In St. Louis his groundball rate rose while he cut his walk nearly in half. He was one of the game's best for three seasons, going 51-18 with a 3.10 ERA (139 ERA+), winning the '05 NL Cy Young and finishing third in '06.

Carpenter lost almost all of his '07 and '08 seasons to elbow problems, including Tommy John surgery, but again he returned with a vengeance, going 17-4 while leading the NL with a 2.24 ERA in 2009. Two more good seasons in 2010 and '11 followed, highlighted by his 4-0 postseason in '11 with clinching victories in NLDS Game 5 and World Series Game 7.

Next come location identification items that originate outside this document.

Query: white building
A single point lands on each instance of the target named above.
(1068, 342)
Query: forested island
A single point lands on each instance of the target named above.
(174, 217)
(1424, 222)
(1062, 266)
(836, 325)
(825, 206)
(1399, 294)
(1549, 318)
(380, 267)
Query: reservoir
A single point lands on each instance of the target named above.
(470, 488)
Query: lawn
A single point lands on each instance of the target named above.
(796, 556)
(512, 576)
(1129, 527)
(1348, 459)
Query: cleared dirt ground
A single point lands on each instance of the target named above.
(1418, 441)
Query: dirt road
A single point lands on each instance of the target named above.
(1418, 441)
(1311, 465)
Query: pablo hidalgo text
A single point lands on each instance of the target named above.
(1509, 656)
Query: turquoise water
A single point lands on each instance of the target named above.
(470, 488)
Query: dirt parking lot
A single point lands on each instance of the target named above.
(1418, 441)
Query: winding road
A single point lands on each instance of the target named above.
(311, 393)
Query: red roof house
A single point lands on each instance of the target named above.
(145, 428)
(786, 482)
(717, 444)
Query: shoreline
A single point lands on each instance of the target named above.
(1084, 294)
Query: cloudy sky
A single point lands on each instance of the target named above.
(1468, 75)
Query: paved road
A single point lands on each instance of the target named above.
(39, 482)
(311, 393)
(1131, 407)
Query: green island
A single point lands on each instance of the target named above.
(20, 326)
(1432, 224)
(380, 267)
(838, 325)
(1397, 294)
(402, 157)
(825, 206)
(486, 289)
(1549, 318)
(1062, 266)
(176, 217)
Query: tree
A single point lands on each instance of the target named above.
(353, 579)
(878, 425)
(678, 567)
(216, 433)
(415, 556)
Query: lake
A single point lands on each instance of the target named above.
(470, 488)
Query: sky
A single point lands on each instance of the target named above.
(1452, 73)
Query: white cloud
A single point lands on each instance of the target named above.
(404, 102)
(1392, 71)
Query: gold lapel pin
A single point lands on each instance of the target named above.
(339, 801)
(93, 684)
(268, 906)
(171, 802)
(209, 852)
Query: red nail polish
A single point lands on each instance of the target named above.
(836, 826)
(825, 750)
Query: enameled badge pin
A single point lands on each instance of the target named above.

The neck issue arose first before last season and was thought to sideline him for the year. He eventually returned to make six starts -- three in the regular season and three in the playoffs -- and helped St. Louis reach NLCS Game 7.

Carpenter is not yet retiring from baseball, but whether that open status is just a financial formality (he's owed $12.5 million this year which he wouldn't collect if he retired) or a genuine possibility he'll return from this 12th career trip to the disabled list is unclear. Carpenter proved last year he could defy the odds and return, just as the club overcame his absence for five months and made the playoffs.

The Cardinals will still be very good presuming Miller (a former top-10 prospect in baseball), Rosenthal (whose fastball approaches 100 miles per hour) or Kelly (a former third-round pick with a 3.53 ERA in 107 big league innings last year) can progress quickly at the big league level. They represent the organization's improvements in development and reduced dependence on fixing a veteran, like Carpenter.

The void that will be harder to fill is the intangible one, as Carpenter's competitiveness was contagious. Before a late August game in Washington last year, a mid-afternoon crowd of more than a dozen Cardinals gathered near the mound and batting cage to watch as Carpenter threw two simulated innings, an unexpected public display foreshadowing his eventual return.

As much as anything, that gathering signals Carpenter's importance to the team. Deep into the grind of a season on a hot afternoon five hours before first pitch, half the team was studying its veteran ace, knowing their season could well hinge on his readiness. So while St. Louis has the raw talent to soften his loss as a pitcher, it'll be much harder to replace his loss as a presence.